Methods of Data Collection

Nicole Arduini-Van Hoose

Psychological Research

Methods of Data Collection

Regardless of the research method, data collection will be necessary. The method of data collection selected will primarily depend on the type of information the researcher needs for their study; however, other factors, such as time, resources, and even ethical considerations, can influence the selection of a data collection method. All of these factors must be considered when selecting a data collection method, as each method has unique strengths and weaknesses. We will discuss the uses and assessment of the most common data collection methods: observation, surveys, archival data, and tests.

Observation

The observational method involves observing and recording specific behaviors of participants. In general, observational studies have the strength of allowing researchers to observe people’s behavior firsthand. However, observations may require more time and manpower than other data collection methods, often resulting in smaller samples of participants. Researchers may spend a significant amount of time waiting to observe a behavior, or the behavior may never occur during the observation. It is important to remember that people tend to change their behavior when they know they are being watched (known as the Hawthorne effect).

Observations may be done in a naturalist setting to reduce the likelihood of the Hawthorne effect. During naturalistic observations, the participants are in their natural environment and are usually unaware that they are being observed. For example, observing students participating in their class would be a naturalistic observation. The downside of a naturalistic setting is that the researcher doesn’t have control over the environment. Imagine that the researcher goes to the classroom to observe the students, and a substitute teacher is present. The change in instructor that day could impact student behavior and skew the data.

If controlling the environment is a concern, a laboratory setting may be a better choice. In the laboratory environment, the researcher can manage confounding factors or distractions that might impact the participants’ behavior.
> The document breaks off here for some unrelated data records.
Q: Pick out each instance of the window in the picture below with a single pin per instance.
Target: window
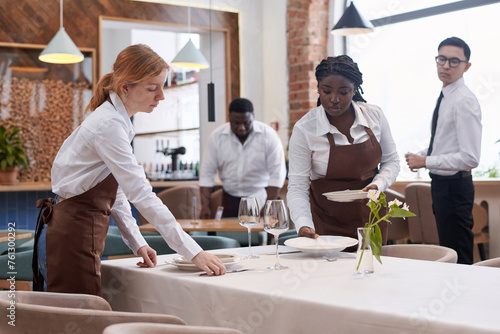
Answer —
(399, 71)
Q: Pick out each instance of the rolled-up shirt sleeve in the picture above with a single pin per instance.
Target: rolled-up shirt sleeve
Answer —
(389, 163)
(275, 160)
(300, 163)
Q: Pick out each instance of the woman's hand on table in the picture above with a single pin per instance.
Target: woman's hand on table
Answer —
(210, 263)
(149, 256)
(370, 187)
(308, 232)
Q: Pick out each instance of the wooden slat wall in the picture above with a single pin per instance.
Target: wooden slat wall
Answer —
(37, 21)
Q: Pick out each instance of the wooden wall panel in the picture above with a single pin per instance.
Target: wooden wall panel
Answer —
(37, 21)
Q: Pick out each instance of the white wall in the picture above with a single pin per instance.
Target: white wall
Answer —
(263, 56)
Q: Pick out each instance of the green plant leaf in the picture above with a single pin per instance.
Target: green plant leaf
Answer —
(401, 213)
(376, 242)
(12, 150)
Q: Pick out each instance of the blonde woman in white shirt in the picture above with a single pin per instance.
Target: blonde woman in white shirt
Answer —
(95, 174)
(344, 143)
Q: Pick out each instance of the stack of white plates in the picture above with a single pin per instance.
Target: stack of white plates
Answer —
(181, 263)
(324, 244)
(346, 195)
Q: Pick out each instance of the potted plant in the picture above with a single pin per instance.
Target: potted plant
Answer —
(12, 154)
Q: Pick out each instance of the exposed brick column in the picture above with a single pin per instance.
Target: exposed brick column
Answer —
(307, 46)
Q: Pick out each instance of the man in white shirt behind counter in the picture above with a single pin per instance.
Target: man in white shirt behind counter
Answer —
(249, 157)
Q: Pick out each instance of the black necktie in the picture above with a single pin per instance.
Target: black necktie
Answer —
(434, 123)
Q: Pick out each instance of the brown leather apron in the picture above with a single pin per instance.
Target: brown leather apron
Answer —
(349, 167)
(76, 232)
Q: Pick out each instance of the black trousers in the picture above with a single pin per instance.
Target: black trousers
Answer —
(452, 202)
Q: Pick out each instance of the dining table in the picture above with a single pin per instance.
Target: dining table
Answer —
(208, 225)
(313, 295)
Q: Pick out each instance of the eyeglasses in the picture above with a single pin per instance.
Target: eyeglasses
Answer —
(454, 62)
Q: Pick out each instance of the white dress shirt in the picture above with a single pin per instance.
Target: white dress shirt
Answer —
(245, 170)
(100, 146)
(457, 142)
(309, 152)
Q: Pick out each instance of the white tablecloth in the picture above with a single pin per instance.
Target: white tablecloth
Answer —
(314, 296)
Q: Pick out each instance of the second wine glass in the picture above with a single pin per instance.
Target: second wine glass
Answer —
(248, 216)
(276, 222)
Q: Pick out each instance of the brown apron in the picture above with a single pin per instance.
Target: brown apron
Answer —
(76, 232)
(349, 167)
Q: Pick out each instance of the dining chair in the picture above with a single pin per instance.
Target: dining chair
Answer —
(49, 312)
(423, 227)
(151, 328)
(398, 230)
(257, 238)
(179, 201)
(206, 242)
(421, 252)
(495, 262)
(115, 247)
(480, 223)
(24, 273)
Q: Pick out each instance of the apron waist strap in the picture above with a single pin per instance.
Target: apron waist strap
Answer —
(45, 205)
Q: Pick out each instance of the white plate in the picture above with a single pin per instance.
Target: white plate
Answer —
(324, 244)
(346, 195)
(182, 263)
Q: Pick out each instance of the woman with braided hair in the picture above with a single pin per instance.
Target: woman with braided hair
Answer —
(344, 143)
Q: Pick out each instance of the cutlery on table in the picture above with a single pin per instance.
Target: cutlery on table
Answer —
(230, 271)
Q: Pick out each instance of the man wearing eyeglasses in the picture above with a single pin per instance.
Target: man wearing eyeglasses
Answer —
(454, 149)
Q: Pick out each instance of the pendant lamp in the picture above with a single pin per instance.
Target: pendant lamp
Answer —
(61, 49)
(352, 23)
(190, 56)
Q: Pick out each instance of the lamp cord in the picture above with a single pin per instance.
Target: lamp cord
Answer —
(60, 12)
(189, 19)
(210, 34)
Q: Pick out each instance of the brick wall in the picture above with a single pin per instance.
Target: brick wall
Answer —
(307, 46)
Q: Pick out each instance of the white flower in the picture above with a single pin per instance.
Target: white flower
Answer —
(395, 201)
(373, 195)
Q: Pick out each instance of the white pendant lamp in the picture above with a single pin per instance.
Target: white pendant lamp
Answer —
(190, 56)
(61, 49)
(352, 23)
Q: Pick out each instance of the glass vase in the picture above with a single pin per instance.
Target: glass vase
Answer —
(364, 255)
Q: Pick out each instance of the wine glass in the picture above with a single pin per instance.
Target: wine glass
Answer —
(276, 222)
(248, 216)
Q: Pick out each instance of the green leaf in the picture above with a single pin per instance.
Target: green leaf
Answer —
(401, 213)
(376, 242)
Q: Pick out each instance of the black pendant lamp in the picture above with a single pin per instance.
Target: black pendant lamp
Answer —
(352, 23)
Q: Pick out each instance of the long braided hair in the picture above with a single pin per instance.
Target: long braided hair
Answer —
(344, 66)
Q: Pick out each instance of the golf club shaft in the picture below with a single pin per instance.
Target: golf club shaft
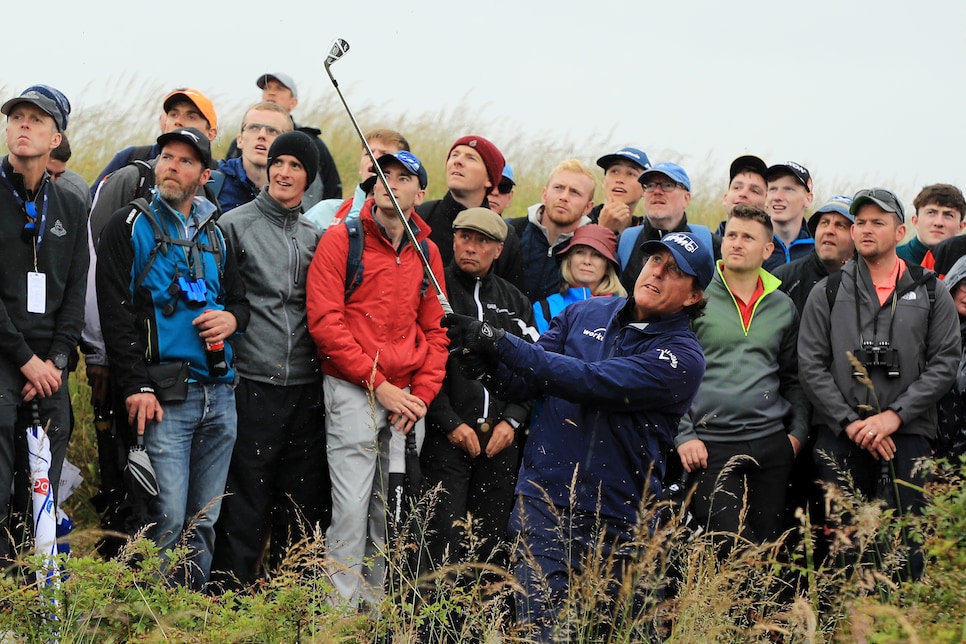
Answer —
(447, 309)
Of course, there are expenses associated with maintaining a laboratory setting, which increases the cost of the study and would not be incurred with naturalist observations. And again, the Hawthorne effect may impact behavior.

Surveys

Person completing survey

Surveys are familiar to most people because they are so widely used. This method enhances accessibility to subjects because it can be conducted in person, over the phone, through the mail, or online, and is commonly used by researchers to gather information on many variables in a relatively short period of time.
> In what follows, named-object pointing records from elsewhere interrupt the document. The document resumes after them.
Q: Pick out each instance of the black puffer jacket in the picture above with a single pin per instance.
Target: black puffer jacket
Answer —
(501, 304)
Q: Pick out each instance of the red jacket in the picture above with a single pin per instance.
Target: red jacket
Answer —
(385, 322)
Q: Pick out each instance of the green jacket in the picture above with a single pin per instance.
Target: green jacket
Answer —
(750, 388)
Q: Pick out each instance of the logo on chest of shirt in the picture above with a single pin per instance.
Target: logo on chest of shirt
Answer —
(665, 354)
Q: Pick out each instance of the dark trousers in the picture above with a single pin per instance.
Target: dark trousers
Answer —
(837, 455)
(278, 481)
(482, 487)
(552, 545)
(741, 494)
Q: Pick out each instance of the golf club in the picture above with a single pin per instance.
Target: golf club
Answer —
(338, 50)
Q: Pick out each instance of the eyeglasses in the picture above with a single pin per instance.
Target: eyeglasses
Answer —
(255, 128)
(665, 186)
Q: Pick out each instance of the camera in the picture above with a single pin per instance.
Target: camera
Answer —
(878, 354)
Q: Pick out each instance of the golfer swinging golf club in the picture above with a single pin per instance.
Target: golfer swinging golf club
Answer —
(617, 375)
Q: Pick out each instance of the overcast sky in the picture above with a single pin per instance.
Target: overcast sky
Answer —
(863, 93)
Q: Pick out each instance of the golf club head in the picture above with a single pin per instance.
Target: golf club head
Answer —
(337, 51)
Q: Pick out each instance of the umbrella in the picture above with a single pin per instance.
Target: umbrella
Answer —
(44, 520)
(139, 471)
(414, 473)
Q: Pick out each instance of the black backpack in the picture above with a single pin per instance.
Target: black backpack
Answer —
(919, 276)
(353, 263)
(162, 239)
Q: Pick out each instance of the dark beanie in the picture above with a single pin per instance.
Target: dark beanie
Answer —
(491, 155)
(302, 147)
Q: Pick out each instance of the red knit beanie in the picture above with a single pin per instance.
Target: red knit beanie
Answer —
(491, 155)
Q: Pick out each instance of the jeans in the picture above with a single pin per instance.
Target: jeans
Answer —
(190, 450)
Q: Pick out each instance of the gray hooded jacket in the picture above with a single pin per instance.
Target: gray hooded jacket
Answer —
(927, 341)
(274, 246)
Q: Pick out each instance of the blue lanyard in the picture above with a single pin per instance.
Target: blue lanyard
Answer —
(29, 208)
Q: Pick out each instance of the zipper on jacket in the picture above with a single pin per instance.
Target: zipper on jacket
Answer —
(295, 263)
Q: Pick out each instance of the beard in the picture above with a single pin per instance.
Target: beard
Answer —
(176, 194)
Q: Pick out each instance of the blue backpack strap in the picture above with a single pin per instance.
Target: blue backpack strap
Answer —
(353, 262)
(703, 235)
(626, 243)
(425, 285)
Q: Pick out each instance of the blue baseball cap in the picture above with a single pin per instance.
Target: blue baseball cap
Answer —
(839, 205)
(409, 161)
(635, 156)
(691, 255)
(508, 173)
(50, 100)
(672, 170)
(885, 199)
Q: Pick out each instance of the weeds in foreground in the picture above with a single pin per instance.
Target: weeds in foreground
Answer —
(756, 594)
Most surveys involve asking a standard set of questions to a group of participants. In a highly structured survey, subjects are forced to choose from a response set such as “strongly disagree, disagree, undecided, agree, strongly agree”; or “0, 1-5, 6-10, etc.” One of the benefits of having forced-choice items is that each response is coded, allowing the results to be quickly entered and analyzed using statistical software. While this type of survey typically yields surface-level information on a wide variety of factors, it may not provide an in-depth understanding of human behavior.

Of course, surveys can be designed in various ways. Some surveys ask open-ended questions, allowing each participant to devise their own response, allowing for a variety of answers. This variety may provide deeper insight into the subject than forced-choice questions, but it makes comparing answers challenging. Imagine a survey question that asked participants to report how they are feeling today. If there were 100 participants, there could be 100 different answers, which would be more challenging and require more time to code and analyze.
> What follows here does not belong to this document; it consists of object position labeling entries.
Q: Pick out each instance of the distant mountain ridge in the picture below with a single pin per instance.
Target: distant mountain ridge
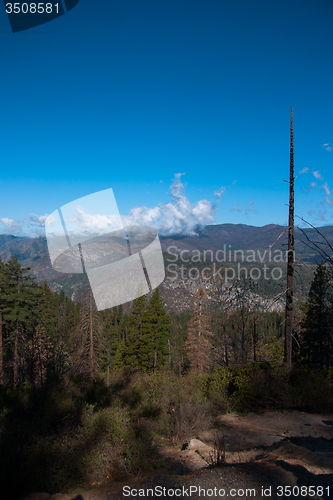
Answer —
(33, 253)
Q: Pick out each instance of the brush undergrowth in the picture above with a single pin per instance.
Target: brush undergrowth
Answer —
(62, 437)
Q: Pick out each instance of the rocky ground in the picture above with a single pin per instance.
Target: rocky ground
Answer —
(290, 448)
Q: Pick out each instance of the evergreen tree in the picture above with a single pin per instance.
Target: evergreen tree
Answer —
(2, 266)
(20, 298)
(156, 327)
(88, 341)
(199, 337)
(315, 337)
(129, 353)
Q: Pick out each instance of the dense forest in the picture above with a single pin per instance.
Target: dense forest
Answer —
(89, 393)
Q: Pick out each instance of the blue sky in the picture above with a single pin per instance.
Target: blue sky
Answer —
(129, 95)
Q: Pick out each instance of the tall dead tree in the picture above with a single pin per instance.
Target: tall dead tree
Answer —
(290, 265)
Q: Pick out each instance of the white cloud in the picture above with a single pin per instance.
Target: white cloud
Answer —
(250, 208)
(177, 216)
(12, 226)
(37, 220)
(326, 189)
(317, 175)
(218, 194)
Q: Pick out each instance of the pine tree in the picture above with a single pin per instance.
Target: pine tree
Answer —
(20, 300)
(2, 375)
(156, 327)
(315, 336)
(199, 337)
(88, 341)
(130, 349)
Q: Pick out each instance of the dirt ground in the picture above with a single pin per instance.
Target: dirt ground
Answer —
(296, 448)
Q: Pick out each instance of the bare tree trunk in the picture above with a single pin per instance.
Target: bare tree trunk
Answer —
(290, 266)
(16, 354)
(1, 353)
(91, 340)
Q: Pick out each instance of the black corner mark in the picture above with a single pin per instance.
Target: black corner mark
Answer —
(24, 15)
(70, 4)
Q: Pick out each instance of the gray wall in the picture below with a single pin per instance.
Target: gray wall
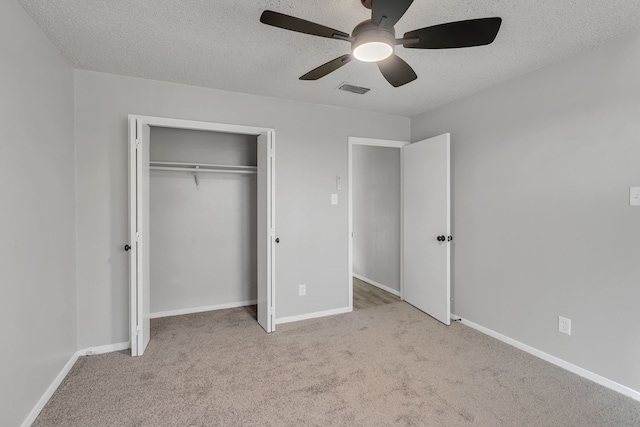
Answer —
(542, 167)
(311, 149)
(376, 214)
(37, 237)
(203, 238)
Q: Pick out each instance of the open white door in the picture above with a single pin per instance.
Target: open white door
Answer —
(139, 266)
(265, 230)
(426, 226)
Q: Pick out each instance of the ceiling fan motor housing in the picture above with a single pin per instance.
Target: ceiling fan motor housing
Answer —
(366, 32)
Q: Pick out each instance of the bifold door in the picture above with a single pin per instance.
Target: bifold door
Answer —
(265, 231)
(139, 258)
(140, 300)
(426, 226)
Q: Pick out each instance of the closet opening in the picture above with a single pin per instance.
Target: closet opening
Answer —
(201, 221)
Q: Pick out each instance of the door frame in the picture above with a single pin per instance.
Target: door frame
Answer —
(353, 140)
(165, 122)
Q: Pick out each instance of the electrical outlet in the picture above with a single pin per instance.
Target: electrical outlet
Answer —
(564, 325)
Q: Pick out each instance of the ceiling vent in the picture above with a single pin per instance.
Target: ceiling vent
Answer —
(353, 89)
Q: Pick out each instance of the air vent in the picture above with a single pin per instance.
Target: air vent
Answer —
(354, 89)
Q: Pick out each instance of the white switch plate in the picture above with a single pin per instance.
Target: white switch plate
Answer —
(564, 325)
(634, 196)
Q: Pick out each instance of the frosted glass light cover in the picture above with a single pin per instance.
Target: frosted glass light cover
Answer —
(372, 51)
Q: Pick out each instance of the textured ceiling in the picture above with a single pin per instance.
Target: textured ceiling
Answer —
(221, 44)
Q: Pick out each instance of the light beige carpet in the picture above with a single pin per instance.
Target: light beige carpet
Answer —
(386, 365)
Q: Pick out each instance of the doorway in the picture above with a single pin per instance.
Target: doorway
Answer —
(425, 238)
(375, 221)
(141, 164)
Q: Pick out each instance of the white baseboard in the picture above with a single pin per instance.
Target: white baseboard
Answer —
(91, 351)
(312, 315)
(50, 390)
(64, 372)
(377, 285)
(553, 359)
(201, 309)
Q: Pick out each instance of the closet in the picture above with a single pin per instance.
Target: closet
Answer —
(202, 219)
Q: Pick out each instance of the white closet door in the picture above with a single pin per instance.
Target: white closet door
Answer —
(426, 227)
(265, 231)
(139, 264)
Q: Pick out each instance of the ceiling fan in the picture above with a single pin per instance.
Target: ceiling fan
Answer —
(374, 40)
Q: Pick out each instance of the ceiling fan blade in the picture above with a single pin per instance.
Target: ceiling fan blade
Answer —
(327, 68)
(392, 9)
(396, 71)
(474, 32)
(292, 23)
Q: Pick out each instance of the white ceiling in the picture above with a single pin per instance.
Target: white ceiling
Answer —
(221, 44)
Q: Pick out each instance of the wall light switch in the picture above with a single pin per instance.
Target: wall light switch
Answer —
(634, 196)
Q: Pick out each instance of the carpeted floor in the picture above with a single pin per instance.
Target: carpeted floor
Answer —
(385, 365)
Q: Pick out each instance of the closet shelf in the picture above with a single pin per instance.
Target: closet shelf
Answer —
(202, 167)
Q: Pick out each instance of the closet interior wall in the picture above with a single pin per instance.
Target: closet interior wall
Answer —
(203, 242)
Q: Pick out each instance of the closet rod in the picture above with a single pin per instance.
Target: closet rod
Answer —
(203, 165)
(163, 168)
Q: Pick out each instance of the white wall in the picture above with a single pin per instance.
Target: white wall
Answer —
(542, 167)
(376, 214)
(203, 241)
(37, 237)
(311, 149)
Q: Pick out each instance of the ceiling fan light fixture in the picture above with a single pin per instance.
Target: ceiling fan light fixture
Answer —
(373, 51)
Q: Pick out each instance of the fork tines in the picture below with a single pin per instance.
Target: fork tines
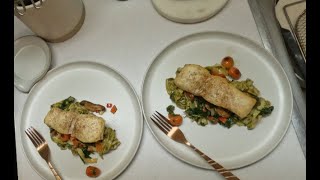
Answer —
(35, 136)
(161, 121)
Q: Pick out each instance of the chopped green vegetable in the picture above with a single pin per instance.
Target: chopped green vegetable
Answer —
(170, 109)
(201, 111)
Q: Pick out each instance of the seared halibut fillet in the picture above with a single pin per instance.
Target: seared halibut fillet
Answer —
(214, 89)
(87, 128)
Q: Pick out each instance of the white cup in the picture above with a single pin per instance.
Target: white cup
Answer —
(55, 20)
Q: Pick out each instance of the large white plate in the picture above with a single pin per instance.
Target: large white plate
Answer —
(235, 147)
(84, 81)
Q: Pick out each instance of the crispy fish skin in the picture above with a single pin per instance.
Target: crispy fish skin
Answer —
(191, 78)
(87, 128)
(215, 89)
(60, 120)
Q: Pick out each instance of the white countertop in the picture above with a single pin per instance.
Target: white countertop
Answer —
(127, 36)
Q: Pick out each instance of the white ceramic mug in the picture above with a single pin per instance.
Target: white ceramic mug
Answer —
(55, 20)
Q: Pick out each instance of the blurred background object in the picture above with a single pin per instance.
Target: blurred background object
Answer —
(52, 20)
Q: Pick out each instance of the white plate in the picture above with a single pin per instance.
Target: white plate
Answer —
(84, 81)
(235, 147)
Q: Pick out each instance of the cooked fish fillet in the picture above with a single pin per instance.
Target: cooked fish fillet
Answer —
(60, 120)
(87, 128)
(215, 89)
Surveys are useful for examining stated values, attitudes, and opinions, as well as for reporting on practices. However, they are based on self-reports, and this can limit accuracy. For various reasons, people may not provide honest or complete answers. Participants may be concerned about projecting a particular image through their responses, be uncomfortable answering the questions, inaccurately assess their behavior, or lack awareness of the behavior being assessed. So, while surveys can provide a lot of information for many participants quickly and easily, self-reporting may not be as accurate as other methods.

Content Analysis of Archival Data

Content analysis involves examining media such as historical texts, images, commercials, lyrics, or other materials to identify patterns or themes in culture. An example of content analysis is the classic history of childhood by Aries (1962), titled “Centuries of Childhood,” or the analysis of television commercials for sexual or violent content, or for ageism. Passages in texts or television programs can also be randomly selected for analysis. Again, one advantage of analyzing work such as this is that the researcher does not have to incur the time and expense of finding respondents; however, the researcher cannot know how accurately the media reflects the actions and sentiments of the population.

Secondary content analysis, also known as archival research, involves analyzing information that has already been collected or examining documents or media to uncover attitudes, practices, or preferences. Several data sets are available for those who wish to conduct this type of research. The researcher conducting secondary analysis does not have to recruit subjects, but does need to be aware of the quality of the information collected in the original study. And unfortunately, the researcher is limited to the questions asked and data collected originally.

Tests

Person wearing an EEG cap with multiple electrodes attached to their scalp for brain activity monitoring. Many variables studied by psychologists—perhaps the majority—are not so straightforward or simple to measure. These kinds of variables are called constructs and include personality traits, emotional states, attitudes, and abilities. Psychological constructs cannot be observed directly. One reason is that they often represent tendencies to think, feel, or act in certain ways. For example, to say that a particular college student is highly extroverted does not necessarily mean that she is behaving in an extroverted way right now. Another reason psychological constructs cannot be observed directly is that they often involve internal processes, like thoughts or feelings. For these psychological constructs, we require an alternative means of collecting data. Tests will serve this purpose.

A good test will help researchers assess a particular psychological construct. What is a good test? Researchers want a test that is standardized, reliable, and valid. A standardized test is one that is administered, scored, and analyzed in the same way for each participant. This minimizes differences in test scores due to confounding factors, such as variability in the testing environment or scoring process, and assures that scores are comparable. Reliability refers to the consistency of a measure. Researchers consider three types of consistency: over time (test-retest reliability), across items (internal consistency), and across different researchers (interrater reliability). Validity is the extent to which the scores from a measure represent the variable they are intended to measure. When a measure exhibits good test-retest reliability and internal consistency, researchers can be more confident that the scores accurately represent what they are intended to measure.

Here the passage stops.